Gallois is prescribing slashing €30 billion from payroll taxes and loosening labour laws to reverse a long decline in industrial competitiveness that has eaten away at exports and bled factory jobs.

The widely leaked recommendations have set frustrated industry heads against a government reluctant to shift part of the tax burden from employers to households which are already struggling with rampant unemployment and an austerity budget.

Gallois said the 22 recommendations set out in the review were tough but necessary.

"The French people need to support this collective effort which could be a magnificent project for our country: winning back our industry," he told reporters as he left the prime minister's office. "This will require real patriotism."

President Francois Hollande said "strong decisions" would be taken based on the report, despite having lowered expectations for radical reforms by ruling out any "shock" measures.

Industry leaders, who say shouldering some of the highest labour charges in the world puts them at a disadvantage against foreign rivals and is the cause of a ballooning trade deficit, have joined forces recently to demand a radical shake-up.

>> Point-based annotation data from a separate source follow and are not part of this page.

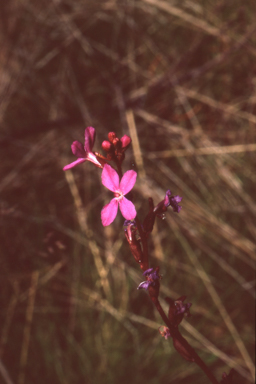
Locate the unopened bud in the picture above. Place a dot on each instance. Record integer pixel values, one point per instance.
(125, 140)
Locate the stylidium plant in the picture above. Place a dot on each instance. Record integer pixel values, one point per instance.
(137, 234)
(110, 180)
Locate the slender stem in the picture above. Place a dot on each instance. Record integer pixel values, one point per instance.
(144, 243)
(176, 333)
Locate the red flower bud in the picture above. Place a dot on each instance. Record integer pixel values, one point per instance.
(106, 146)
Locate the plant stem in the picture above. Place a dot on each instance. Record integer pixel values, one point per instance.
(174, 331)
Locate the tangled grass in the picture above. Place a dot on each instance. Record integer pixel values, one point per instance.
(180, 80)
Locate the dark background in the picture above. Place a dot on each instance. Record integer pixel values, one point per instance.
(181, 76)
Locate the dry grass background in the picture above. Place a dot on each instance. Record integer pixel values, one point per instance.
(180, 78)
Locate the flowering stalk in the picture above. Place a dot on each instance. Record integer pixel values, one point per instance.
(137, 234)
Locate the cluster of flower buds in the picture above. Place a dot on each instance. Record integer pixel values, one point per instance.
(115, 147)
(177, 310)
(85, 152)
(110, 178)
(133, 239)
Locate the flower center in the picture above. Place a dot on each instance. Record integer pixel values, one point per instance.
(118, 195)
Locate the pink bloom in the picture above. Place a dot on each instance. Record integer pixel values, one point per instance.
(110, 180)
(84, 153)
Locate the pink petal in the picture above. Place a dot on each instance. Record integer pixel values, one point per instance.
(93, 159)
(110, 178)
(127, 209)
(72, 165)
(89, 138)
(128, 181)
(109, 212)
(78, 149)
(125, 140)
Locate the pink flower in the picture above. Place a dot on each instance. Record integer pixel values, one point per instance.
(84, 153)
(110, 180)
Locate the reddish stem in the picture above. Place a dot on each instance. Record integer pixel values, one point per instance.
(176, 333)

Gallois suggests slicing €20 billion from employers' social contributions and €10 billion from those paid by workers, and compensating with spending cuts and higher consumer taxes.

Hollande's aides have thus far said raising taxes on households is out of the question as the country grapples with its toughest austerity budget in years to meet deficit goals.

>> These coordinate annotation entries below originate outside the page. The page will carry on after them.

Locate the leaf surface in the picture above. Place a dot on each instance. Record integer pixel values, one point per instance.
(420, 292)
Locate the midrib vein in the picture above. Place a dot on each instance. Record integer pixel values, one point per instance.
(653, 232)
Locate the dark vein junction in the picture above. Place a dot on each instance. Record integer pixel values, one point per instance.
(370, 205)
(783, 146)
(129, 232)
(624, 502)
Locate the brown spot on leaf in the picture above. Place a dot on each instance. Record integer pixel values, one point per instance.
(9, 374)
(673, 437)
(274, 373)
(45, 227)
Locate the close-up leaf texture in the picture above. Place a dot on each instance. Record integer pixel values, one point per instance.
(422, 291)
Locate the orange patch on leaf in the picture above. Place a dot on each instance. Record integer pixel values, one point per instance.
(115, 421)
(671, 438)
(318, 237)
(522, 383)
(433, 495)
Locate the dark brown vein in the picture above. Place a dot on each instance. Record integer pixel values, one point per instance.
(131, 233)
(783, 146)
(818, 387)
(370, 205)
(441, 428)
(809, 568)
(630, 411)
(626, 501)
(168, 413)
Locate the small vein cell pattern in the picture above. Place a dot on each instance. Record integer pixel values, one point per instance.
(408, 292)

"This report is a contribution. It's the government that governs," cautioned Social Economy Minister Benoit Hamon.

Hemmed in by his pledge to cut the 2013 deficit to 3% of economic output from 4.5% this year, Hollande has limited his language to promising a "competitiveness pact".

"A shock causes trauma whereas a pact reassures," Finance Minister Pierre Moscovici explained last week.

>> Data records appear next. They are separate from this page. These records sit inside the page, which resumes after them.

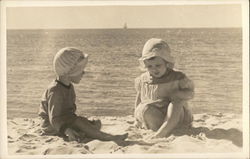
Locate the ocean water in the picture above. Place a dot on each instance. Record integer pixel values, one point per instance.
(212, 58)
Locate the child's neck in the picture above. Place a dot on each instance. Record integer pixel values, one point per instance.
(64, 80)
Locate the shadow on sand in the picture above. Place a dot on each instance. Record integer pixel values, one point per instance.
(232, 134)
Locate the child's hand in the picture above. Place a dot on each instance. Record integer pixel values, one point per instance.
(72, 135)
(186, 84)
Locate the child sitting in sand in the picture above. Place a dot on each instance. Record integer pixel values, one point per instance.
(57, 108)
(162, 93)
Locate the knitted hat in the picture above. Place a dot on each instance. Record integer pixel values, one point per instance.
(67, 59)
(157, 47)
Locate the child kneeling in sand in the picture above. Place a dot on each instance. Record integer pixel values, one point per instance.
(162, 93)
(57, 108)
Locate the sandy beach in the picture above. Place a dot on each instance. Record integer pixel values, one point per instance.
(210, 133)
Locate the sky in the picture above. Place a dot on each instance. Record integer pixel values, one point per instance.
(160, 16)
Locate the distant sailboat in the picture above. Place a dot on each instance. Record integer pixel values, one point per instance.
(125, 26)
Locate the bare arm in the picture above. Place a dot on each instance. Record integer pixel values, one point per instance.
(171, 120)
(185, 90)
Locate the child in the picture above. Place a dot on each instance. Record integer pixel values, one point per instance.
(162, 93)
(57, 109)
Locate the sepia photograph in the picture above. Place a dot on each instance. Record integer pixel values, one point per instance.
(124, 79)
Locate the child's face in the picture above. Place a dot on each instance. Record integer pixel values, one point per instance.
(156, 66)
(76, 78)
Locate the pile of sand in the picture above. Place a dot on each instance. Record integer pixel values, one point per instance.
(209, 133)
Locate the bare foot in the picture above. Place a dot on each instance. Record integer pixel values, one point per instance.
(120, 137)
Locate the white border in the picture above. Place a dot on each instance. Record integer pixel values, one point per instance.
(245, 61)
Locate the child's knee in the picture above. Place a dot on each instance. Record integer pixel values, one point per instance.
(153, 118)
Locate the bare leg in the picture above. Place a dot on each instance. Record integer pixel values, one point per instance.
(153, 117)
(175, 115)
(84, 125)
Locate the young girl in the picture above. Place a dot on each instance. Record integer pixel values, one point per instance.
(57, 108)
(162, 93)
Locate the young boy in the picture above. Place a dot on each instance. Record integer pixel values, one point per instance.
(57, 108)
(162, 93)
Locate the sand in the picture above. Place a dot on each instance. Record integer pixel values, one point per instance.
(210, 133)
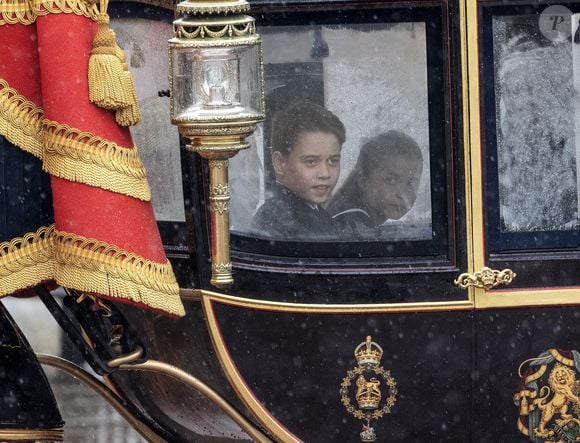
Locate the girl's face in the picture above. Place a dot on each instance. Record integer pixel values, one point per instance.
(391, 189)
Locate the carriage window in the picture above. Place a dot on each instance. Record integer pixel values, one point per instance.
(354, 147)
(531, 82)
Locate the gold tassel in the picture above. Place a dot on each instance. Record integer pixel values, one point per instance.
(106, 85)
(131, 114)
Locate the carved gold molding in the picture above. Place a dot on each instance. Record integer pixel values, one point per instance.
(487, 278)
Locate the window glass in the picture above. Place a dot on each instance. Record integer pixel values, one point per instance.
(531, 95)
(354, 153)
(382, 106)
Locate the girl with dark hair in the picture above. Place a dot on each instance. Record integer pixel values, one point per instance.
(383, 185)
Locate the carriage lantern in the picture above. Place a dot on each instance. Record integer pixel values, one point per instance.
(217, 99)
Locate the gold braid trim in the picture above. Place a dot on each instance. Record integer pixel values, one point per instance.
(89, 265)
(83, 157)
(27, 261)
(26, 12)
(20, 120)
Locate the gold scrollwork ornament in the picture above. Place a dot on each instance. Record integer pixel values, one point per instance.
(549, 397)
(487, 278)
(369, 377)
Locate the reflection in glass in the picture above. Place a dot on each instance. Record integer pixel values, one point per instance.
(536, 87)
(343, 69)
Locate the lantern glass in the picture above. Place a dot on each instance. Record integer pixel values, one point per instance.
(216, 82)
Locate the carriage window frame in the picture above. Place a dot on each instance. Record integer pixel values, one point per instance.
(439, 252)
(500, 243)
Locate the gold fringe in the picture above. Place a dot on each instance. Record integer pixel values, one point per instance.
(89, 265)
(20, 120)
(26, 12)
(83, 157)
(27, 261)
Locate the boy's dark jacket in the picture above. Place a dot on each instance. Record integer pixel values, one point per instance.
(285, 216)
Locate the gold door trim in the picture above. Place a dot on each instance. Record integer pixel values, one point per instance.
(8, 434)
(307, 308)
(242, 390)
(262, 415)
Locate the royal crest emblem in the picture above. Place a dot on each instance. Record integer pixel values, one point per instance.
(549, 397)
(370, 380)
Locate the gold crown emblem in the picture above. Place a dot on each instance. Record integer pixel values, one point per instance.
(368, 353)
(368, 393)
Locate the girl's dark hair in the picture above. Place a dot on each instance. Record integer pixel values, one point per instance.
(302, 117)
(372, 156)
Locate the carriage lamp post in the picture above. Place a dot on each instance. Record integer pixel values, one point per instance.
(217, 99)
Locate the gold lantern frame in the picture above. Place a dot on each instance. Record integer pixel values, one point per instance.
(214, 25)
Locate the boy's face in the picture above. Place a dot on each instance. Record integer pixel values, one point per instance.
(391, 190)
(312, 167)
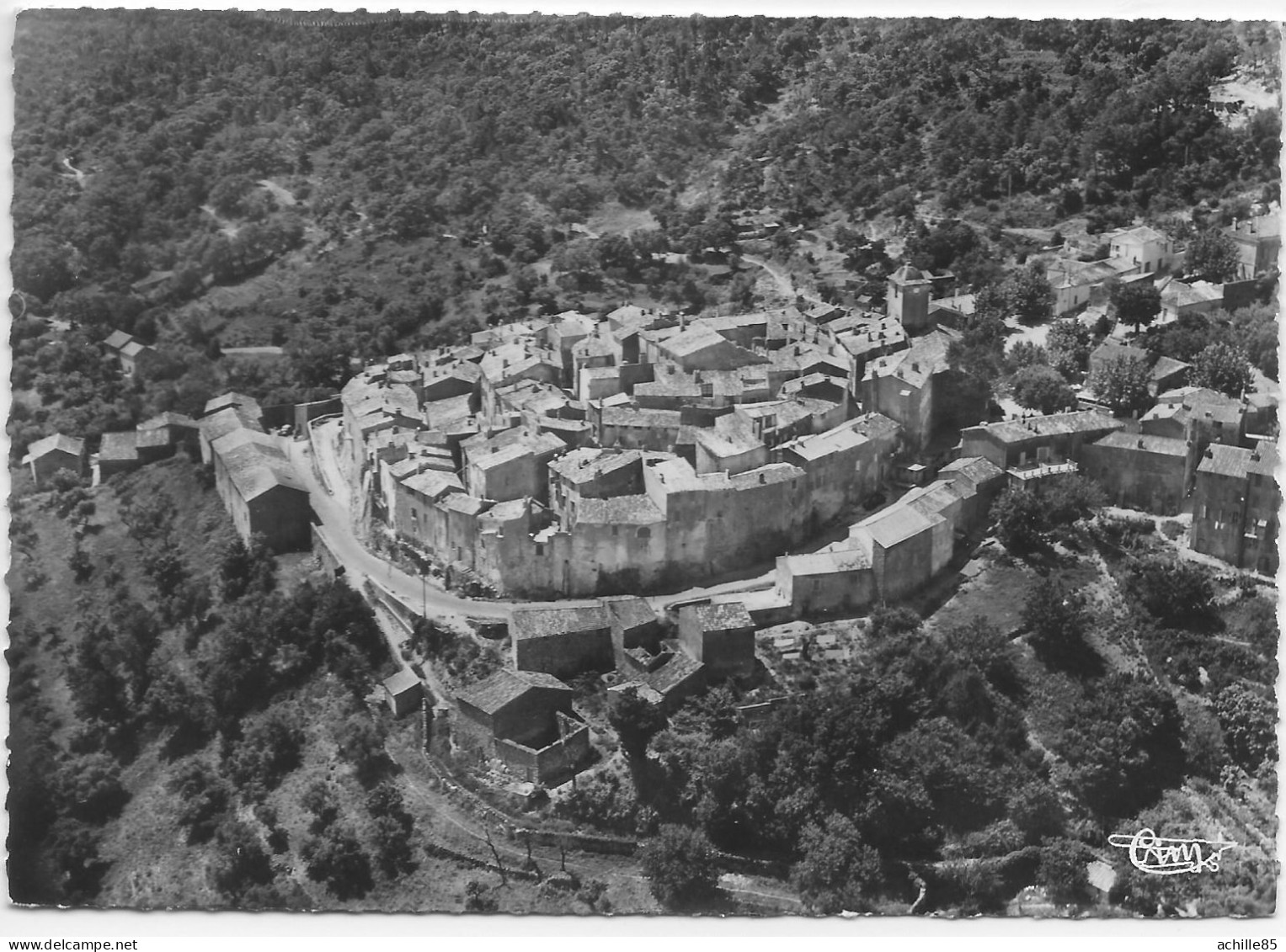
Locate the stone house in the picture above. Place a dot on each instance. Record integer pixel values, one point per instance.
(900, 545)
(403, 691)
(634, 625)
(907, 298)
(837, 580)
(633, 428)
(563, 641)
(1259, 241)
(525, 721)
(1235, 507)
(414, 512)
(224, 420)
(117, 454)
(986, 481)
(1139, 471)
(260, 490)
(1145, 247)
(179, 429)
(1035, 441)
(505, 471)
(51, 454)
(1180, 298)
(1164, 373)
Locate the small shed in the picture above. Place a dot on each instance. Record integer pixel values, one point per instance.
(404, 691)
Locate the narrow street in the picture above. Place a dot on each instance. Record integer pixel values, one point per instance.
(336, 527)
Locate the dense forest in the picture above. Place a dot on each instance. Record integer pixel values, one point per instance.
(206, 180)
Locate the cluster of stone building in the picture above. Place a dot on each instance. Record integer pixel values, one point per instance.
(253, 474)
(1142, 253)
(585, 455)
(151, 441)
(522, 717)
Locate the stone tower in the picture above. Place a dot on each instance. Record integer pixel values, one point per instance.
(908, 298)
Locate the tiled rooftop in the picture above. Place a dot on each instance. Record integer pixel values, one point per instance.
(539, 622)
(505, 686)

The government has said its response to the report, due on Tuesday, would focus on measures that do not affect labour costs, such as investment in innovation and training.

Finding a solution to the lag in competitiveness that has left France trailing Germany in industrial exports, putting a strain on the economic balance between the euro zone's central economies, is Hollande's biggest challenge.

With French growth stalled for three quarters and jobless claims at a 13-year high, Gallois recommends compensating for lower payroll taxes by raising VAT and increasing a social levy paid on pensions, investments and rent income as well as wages.

Leery of angering an already disgruntled public, Hollande has already scrapped a VAT hike his predecessor Nicolas Sarkozy proposed for the same reason.

Moscovici has argued that shifting more of the tax burden onto households too fast risks choking domestic consumption, a key growth motor. He rebuffed a call by the AFEP business association to raise VAT to 21% to enable lower labour costs and said the focus would be on innovation.

Where booming Germany clocked a 2011 trade surplus of €158 billion, France saw a record €70 billion deficit as its share of euro zone exports has slid to 13% from 17% a decade ago and its global market share also shrank.

German unemployment is at 6.9% versus 10.2% in France, which has lost 750,000 industrial jobs in a decade.

Many economists fear the report by Gallois, ex-chief of aerospace group EADS, could end up stuck on a shelf alongside a similar review ordered by Sarkozy when he took office in 2008. That report, by economist Jacques Attali, also called for an overhaul of labour laws and cuts to labour costs.

"The worst would be for this to end up in our cemetery of buried reports," Le Figaro daily said of the Gallois review.